Therefore, progress will be measured much more abstractly, manifested in things like competitiveness, discipline (penalties), preparedness, and the like. Kansas had five games last season where they trailed by 21 or more points entering the fourth quarter. Improve that number while upsetting a Big 12 team or two, and you should be able to note real, actual progress.
Who will be the starting quarterback?
I wasn’t going to include this question, but I know it’s on everyone’s mind, so it’s worth addressing again.
The real answer is, nobody knows outside of Les Miles and Brent Dearmon. I’m on record (written and verbal) as saying that I’d like to see Thomas MacVittie given the reigns, but if I’m not going to be upset by any means if Miles Kendrick beats him out. And, by all indications, Jalon Daniels still appears to have an opportunity to come in and do something this fall as well.
Obviously we have to guard ourselves from coach speak, but Miles claims that once they choose their starter, they will stick with him week in and week out. If Daniels is the quarterback of the future, it makes sense to get him in the games and see what he can do, since the NCAA has confirmed fall athletes will retain a year of eligibility.
Conversely, it might also be nice to have a senior starting quarterback for two years in Thomas MacVittie. Kendrick is a junior this year, so he wins the job, he has three years of eligibility remaining. Either way, KU should have an upperclassman behind center for multiple years.
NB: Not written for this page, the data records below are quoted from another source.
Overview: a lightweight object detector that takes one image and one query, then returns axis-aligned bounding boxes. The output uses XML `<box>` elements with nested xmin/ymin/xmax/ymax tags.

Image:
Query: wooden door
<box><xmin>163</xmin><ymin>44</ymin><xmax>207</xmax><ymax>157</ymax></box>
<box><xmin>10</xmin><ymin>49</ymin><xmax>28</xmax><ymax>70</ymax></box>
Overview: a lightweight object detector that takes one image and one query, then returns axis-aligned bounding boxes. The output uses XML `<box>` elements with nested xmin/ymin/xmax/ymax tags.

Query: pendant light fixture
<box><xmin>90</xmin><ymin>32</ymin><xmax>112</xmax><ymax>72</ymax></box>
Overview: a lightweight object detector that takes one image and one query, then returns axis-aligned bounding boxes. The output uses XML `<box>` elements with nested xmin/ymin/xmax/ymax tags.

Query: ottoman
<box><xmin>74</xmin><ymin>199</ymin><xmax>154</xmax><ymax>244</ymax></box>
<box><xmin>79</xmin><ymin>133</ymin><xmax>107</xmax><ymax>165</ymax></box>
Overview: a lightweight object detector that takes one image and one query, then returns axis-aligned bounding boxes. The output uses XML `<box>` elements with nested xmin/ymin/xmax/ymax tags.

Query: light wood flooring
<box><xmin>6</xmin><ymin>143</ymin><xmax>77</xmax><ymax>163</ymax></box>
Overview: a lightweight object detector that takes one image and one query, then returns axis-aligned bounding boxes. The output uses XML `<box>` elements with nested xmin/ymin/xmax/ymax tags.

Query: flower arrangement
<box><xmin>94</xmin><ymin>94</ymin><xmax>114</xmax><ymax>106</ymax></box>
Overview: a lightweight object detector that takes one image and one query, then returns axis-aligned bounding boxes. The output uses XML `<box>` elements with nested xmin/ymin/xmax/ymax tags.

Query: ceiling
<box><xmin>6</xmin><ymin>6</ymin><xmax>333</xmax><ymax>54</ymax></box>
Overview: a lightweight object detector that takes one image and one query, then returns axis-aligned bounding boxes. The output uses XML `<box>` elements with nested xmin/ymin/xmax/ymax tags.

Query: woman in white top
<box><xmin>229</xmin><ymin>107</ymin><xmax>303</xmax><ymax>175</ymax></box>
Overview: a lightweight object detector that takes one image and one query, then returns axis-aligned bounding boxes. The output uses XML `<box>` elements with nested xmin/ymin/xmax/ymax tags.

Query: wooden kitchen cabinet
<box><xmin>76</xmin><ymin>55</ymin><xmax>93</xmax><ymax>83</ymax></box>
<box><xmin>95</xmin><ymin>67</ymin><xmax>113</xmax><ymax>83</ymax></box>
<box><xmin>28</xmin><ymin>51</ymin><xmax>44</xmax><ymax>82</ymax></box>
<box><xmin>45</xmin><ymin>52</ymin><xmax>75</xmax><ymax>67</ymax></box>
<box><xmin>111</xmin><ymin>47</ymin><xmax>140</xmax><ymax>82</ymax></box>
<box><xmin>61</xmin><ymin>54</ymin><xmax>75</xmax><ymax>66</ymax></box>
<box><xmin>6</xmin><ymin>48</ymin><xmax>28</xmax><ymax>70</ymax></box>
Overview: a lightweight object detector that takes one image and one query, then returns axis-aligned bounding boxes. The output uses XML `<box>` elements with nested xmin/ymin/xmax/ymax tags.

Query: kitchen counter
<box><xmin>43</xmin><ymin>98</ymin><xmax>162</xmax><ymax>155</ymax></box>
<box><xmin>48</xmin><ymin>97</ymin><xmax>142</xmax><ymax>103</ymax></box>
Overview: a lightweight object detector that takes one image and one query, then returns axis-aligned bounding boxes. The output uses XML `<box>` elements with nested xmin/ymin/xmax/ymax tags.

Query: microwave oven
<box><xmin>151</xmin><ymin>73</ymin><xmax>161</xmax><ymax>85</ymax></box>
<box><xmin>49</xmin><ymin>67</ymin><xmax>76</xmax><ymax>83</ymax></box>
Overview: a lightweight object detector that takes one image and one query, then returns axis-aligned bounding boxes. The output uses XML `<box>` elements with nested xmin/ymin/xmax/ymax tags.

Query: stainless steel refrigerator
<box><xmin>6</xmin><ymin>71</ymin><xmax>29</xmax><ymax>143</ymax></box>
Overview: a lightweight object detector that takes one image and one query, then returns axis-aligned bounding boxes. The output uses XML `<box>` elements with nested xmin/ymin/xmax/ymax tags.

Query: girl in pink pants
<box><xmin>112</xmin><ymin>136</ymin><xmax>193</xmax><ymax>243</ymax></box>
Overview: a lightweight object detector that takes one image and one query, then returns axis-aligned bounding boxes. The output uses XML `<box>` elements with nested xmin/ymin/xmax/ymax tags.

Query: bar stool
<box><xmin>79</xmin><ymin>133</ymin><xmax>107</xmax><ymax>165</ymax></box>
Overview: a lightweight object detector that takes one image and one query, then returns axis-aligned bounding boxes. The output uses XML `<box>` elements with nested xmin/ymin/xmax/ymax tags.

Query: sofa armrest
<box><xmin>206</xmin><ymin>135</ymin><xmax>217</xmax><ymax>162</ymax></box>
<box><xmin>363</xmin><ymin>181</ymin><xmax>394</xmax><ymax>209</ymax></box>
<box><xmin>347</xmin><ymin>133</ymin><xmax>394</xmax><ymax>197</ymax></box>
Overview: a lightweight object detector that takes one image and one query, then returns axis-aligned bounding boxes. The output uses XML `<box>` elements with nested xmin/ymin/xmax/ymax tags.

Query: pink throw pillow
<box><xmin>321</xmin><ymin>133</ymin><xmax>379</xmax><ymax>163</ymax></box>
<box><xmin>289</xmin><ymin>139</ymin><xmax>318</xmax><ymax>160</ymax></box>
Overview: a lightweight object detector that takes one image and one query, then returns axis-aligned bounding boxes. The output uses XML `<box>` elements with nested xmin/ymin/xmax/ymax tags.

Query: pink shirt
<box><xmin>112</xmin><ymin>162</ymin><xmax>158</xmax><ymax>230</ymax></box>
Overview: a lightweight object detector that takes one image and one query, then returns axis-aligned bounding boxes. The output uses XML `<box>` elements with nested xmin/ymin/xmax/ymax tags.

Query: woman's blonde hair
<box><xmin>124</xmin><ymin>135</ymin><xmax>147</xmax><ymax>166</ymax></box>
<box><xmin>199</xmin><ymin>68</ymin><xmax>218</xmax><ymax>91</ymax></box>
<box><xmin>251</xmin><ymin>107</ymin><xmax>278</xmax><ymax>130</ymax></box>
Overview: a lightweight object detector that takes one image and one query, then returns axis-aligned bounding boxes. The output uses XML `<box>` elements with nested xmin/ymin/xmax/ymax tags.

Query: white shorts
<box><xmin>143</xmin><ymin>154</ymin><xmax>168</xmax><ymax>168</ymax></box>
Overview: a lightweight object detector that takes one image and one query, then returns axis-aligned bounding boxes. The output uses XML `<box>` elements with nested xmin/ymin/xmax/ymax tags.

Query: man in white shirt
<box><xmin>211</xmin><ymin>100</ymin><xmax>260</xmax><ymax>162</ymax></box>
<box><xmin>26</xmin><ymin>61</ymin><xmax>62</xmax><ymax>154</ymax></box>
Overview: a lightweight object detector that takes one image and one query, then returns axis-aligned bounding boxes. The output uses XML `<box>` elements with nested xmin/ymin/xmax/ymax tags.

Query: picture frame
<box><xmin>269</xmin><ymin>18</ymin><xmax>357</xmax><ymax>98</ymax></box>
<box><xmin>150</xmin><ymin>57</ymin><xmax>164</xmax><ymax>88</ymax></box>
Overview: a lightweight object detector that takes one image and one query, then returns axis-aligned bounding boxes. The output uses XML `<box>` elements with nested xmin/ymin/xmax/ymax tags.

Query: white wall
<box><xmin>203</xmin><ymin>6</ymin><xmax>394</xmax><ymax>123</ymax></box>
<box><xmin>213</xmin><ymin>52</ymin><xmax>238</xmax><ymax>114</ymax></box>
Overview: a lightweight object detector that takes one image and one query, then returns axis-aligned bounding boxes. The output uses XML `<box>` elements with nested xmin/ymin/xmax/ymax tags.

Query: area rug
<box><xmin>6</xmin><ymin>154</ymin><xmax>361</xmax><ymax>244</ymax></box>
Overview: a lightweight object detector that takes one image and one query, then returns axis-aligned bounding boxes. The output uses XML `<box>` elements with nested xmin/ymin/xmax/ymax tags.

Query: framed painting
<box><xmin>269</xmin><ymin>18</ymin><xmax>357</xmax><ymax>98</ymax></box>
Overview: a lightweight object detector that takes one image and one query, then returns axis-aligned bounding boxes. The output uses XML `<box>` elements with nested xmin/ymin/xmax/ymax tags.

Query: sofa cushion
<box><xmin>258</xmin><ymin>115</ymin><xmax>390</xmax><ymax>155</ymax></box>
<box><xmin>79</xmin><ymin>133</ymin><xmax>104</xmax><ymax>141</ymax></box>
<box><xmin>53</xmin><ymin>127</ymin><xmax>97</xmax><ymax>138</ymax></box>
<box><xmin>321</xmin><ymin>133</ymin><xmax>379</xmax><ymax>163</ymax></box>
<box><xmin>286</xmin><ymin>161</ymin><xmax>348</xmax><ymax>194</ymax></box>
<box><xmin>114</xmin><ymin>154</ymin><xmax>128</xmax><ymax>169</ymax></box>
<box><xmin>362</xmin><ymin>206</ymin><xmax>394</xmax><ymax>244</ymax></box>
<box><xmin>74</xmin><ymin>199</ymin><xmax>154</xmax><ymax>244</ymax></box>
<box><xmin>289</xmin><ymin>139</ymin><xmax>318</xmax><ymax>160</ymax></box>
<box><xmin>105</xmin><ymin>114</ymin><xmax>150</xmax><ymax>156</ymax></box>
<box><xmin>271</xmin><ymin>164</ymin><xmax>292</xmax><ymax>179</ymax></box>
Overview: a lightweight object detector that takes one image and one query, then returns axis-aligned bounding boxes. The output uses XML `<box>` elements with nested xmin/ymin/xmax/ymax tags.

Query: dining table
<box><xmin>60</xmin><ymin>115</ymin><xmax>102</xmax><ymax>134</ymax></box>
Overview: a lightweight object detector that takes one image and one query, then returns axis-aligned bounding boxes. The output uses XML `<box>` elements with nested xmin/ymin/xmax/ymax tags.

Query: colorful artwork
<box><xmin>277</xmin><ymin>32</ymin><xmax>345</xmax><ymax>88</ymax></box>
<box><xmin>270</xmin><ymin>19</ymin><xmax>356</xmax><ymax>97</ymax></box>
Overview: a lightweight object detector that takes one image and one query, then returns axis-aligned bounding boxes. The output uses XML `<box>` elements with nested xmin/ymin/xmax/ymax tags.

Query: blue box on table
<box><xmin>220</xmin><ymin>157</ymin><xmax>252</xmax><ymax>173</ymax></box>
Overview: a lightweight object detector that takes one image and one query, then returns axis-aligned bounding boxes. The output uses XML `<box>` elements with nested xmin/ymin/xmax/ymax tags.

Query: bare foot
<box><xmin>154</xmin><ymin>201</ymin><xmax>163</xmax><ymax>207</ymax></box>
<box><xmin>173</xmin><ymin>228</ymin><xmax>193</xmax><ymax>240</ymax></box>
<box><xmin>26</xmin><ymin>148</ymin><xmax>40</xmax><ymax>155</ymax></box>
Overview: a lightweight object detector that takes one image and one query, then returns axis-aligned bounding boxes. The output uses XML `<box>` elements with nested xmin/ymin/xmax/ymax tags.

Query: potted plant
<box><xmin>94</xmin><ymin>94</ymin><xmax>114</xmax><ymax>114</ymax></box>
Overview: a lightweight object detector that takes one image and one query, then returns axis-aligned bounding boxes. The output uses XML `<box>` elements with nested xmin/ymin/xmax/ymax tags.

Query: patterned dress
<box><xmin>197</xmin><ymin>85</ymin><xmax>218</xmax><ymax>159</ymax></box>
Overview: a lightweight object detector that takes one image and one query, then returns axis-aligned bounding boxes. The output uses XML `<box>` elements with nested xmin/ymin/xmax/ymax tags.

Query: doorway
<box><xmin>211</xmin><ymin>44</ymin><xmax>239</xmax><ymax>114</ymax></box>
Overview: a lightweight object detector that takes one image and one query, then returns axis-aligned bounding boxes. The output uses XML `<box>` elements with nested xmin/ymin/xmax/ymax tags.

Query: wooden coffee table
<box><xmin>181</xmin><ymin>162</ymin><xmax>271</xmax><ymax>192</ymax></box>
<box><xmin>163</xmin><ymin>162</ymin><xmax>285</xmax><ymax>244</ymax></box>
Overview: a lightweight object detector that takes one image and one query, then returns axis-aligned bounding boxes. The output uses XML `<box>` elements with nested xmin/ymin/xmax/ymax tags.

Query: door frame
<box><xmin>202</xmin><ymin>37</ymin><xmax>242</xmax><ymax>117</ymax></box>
Can Kansas qualify for a bowl game?
The revised qualifications for bowl eligibility have yet to be determined. Typically, teams have to finish with a .500 record or better, although a few 5-7 teams have played in bowls when there weren’t enough eligible teams to fill slots.
I’ve read here and there about lowering the requirement to being within two games of .500, but here’s the thing: there are currently still 41 bowl games on the schedule. Only 76 of 130 teams are playing games this fall, so it’s possible that most if not all of them may be invited to a bowl game, even if not all 41 bowls (82 spots) are played.
There is all kinds of talk about making bowl season “an extension of the season” or a “celebration of college football,” so I’ll put this question to you, fellow Jayhawk fans - how about Kansas vs Arkansas in the Frisco Bowl in Dallas?